Is Garbage Collection a Failed Concept

July 7th, 2008 @

In this article, I’ll discuss garbage collection and the value it brings to large-scale application development.

1990′s Redux
There’s been a lot of noise about the next version of standard C++. It’s due in 2009 and has been named C++0x. (Where’s a brand-name expert when you need one?) C++ thought leaders have been let loose and are in full force discussing its merits. Caught in the crossfire of this marketing blitz is a renewed criticism of Java, its performance and its garbage collection. Comparing Java to C++ feels so late 1990′s that I am suddenly feeling the fear of the Y2K doomsday scenarios.

Garbage collection bad, RAII good
One such example is an interview in which an internationally-recognized C++ expert was asked whether garbage collection should be added to C++0x. His stunning reply was that garbage collection was a “failed and improperly implemented concept“. The paraphrased version of his argument is that garbage collection is bad because it is non-deterministic and may not actually succeed. It only deals with one kind of resource – the memory resource. All other resources, such as file handles and database connections for example, remain undressed. Garbage collection robs developers of destructors to manage resources. In summary, garbage collection is a crutch for developers and if we all just follow the resource acquisition is initialization idiom (RAII), we’ll do just fine.
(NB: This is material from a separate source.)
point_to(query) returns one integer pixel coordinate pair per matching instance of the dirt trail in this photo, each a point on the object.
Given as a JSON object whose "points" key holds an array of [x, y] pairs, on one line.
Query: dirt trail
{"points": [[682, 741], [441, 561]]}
The point of my article is not to dissect nor critique the opinion expressed above but rather to focus on general misconceptions about garbage collection.

How real should real-time be?
Garbage collection critics love to point out that GC is bad because it is non-deterministic. It is true that garbage collection removes some degree of application determinism. Since it is automated, collection can occur at any time, run for varying lengths of time and impede on the overlaying application’s responsiveness. This can lead to broken functionality within an application if it is required to respond in real-time. Garbage collection also circumvents the need for destructors. Consequently, without destructors, programmers cannot hook resource deallocation and thus cannot precisely predict when a resource is released. Thus garbage collection affects application determinism in two ways: responsiveness and resource management.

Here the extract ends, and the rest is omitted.